Public officials in Bristol, Virginia, plan to launch a study of what it would take to entice Amtrak to serve their region.
City officials plan to work with the Community Transportation Association of America in Washington to secure a consulting firm that will undertake a $450,000 economic benefit study of extending Amtrak’s Northeast Regional service from Roanoke, Virginia, to Bristol.
“We’re just about ready to prepare the RFP [request for proposals] for that study, and hopefully it will begin this summer,” CTAA spokesman Rich Sampson said Tuesday. “What we’re hoping our study will do is be a precursor to a second study, by demonstrating the need and the benefits of such a service. DRPT [Virginia Department of Rail and Public Transportation] would then do a study on the operational feasibility of the service.”
Amtrak expects to begin serving Roanoke later this year by extending a Northeast Regional train that now terminates in Lynchburg, Virginia.

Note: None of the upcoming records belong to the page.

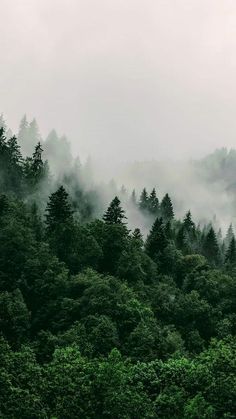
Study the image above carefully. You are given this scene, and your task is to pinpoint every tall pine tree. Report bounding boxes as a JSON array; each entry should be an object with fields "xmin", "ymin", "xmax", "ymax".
[
  {"xmin": 160, "ymin": 194, "xmax": 174, "ymax": 221},
  {"xmin": 46, "ymin": 186, "xmax": 73, "ymax": 232},
  {"xmin": 103, "ymin": 196, "xmax": 126, "ymax": 224}
]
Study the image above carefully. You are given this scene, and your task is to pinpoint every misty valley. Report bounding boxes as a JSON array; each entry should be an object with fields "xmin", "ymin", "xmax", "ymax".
[{"xmin": 0, "ymin": 115, "xmax": 236, "ymax": 419}]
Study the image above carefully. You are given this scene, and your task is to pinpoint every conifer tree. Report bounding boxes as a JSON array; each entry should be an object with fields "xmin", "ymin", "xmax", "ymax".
[
  {"xmin": 46, "ymin": 186, "xmax": 73, "ymax": 231},
  {"xmin": 203, "ymin": 227, "xmax": 220, "ymax": 265},
  {"xmin": 7, "ymin": 136, "xmax": 23, "ymax": 166},
  {"xmin": 130, "ymin": 189, "xmax": 137, "ymax": 206},
  {"xmin": 183, "ymin": 211, "xmax": 195, "ymax": 232},
  {"xmin": 17, "ymin": 115, "xmax": 29, "ymax": 156},
  {"xmin": 139, "ymin": 188, "xmax": 149, "ymax": 211},
  {"xmin": 225, "ymin": 237, "xmax": 236, "ymax": 266},
  {"xmin": 148, "ymin": 188, "xmax": 159, "ymax": 217},
  {"xmin": 225, "ymin": 223, "xmax": 234, "ymax": 249},
  {"xmin": 160, "ymin": 194, "xmax": 174, "ymax": 221},
  {"xmin": 24, "ymin": 142, "xmax": 49, "ymax": 186},
  {"xmin": 0, "ymin": 113, "xmax": 7, "ymax": 132},
  {"xmin": 103, "ymin": 196, "xmax": 126, "ymax": 224},
  {"xmin": 145, "ymin": 218, "xmax": 168, "ymax": 259}
]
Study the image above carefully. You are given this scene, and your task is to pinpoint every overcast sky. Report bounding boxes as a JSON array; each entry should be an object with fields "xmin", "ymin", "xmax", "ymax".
[{"xmin": 0, "ymin": 0, "xmax": 236, "ymax": 162}]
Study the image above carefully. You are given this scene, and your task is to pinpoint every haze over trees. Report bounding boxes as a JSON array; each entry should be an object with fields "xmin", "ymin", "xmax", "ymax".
[{"xmin": 0, "ymin": 117, "xmax": 236, "ymax": 419}]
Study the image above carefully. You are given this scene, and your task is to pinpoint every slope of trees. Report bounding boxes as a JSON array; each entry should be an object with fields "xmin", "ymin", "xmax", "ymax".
[{"xmin": 0, "ymin": 126, "xmax": 236, "ymax": 419}]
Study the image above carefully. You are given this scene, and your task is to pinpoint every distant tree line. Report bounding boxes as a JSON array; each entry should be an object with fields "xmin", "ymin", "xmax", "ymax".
[{"xmin": 0, "ymin": 123, "xmax": 236, "ymax": 419}]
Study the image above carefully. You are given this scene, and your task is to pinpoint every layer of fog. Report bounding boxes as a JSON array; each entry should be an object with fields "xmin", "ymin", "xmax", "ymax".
[{"xmin": 0, "ymin": 0, "xmax": 236, "ymax": 165}]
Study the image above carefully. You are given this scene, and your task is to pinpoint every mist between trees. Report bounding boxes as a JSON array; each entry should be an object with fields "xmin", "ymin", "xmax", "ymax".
[{"xmin": 0, "ymin": 113, "xmax": 236, "ymax": 419}]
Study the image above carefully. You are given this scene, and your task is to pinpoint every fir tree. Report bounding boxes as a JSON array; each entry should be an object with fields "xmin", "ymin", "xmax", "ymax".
[
  {"xmin": 183, "ymin": 211, "xmax": 195, "ymax": 232},
  {"xmin": 139, "ymin": 188, "xmax": 149, "ymax": 211},
  {"xmin": 145, "ymin": 218, "xmax": 168, "ymax": 259},
  {"xmin": 225, "ymin": 237, "xmax": 236, "ymax": 266},
  {"xmin": 103, "ymin": 196, "xmax": 126, "ymax": 224},
  {"xmin": 160, "ymin": 194, "xmax": 174, "ymax": 221},
  {"xmin": 148, "ymin": 188, "xmax": 159, "ymax": 217},
  {"xmin": 0, "ymin": 113, "xmax": 7, "ymax": 132},
  {"xmin": 203, "ymin": 227, "xmax": 220, "ymax": 265},
  {"xmin": 225, "ymin": 223, "xmax": 234, "ymax": 249},
  {"xmin": 130, "ymin": 189, "xmax": 137, "ymax": 207},
  {"xmin": 46, "ymin": 186, "xmax": 73, "ymax": 231},
  {"xmin": 17, "ymin": 115, "xmax": 29, "ymax": 156}
]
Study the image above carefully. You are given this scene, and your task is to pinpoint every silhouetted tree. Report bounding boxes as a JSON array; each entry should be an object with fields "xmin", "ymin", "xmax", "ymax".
[
  {"xmin": 103, "ymin": 196, "xmax": 126, "ymax": 224},
  {"xmin": 160, "ymin": 194, "xmax": 174, "ymax": 221},
  {"xmin": 46, "ymin": 186, "xmax": 73, "ymax": 231}
]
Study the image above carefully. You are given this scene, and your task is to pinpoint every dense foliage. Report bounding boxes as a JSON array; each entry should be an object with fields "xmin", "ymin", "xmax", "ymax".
[{"xmin": 0, "ymin": 125, "xmax": 236, "ymax": 419}]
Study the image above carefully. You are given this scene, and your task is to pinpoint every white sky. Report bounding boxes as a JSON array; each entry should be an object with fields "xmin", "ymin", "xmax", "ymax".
[{"xmin": 0, "ymin": 0, "xmax": 236, "ymax": 163}]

Sampson said the state of Virginia is going to want two years of ridership data of the Roanoke service before it will participate in the Bristol study.
Bristol Mayor Bill Hartley said having Amtrak service would benefit his city in many ways.
“I look at what passenger rail could do for our downtown,” he said. “With two hotels, one hopefully opening this year, and the restaurants and entertainment, the infrastructure is there for people to come and make Bristol more of a destination.”
Some funding for the study will come from a $250,000 grant from the Virginia Tobacco Region Revitalization Commission, a $100,000 grant from the Appalachian Regional Commission and $50,000 each from the city and CTAA, with CTAA also providing services as an in-kind contribution.
Once it gets underway, the Bristol study is expected to take six to nine months to complete.
“Virginia is perhaps the leading state right now in investing in new Amtrak service,” Sampson said. “They have three examples of where they have or are going to install new service — the Lynchburg train, the Norfolk train and the extension to Roanoke. Tennessee has not had any state support for inter-city passenger rail, so their level of involvement and interest is uncertain at this point.”
Although Bristol leaders once talked about getting support for service further southward to Knoxville and Chattanooga, Tennessee, and then creating a connecting service to Atlanta and Louisville, those routes won’t be part of the expected study of extending service from Roanoke.
Sampson said that expansion to Tennessee point won’t happen unless rail service first comes to Bristol.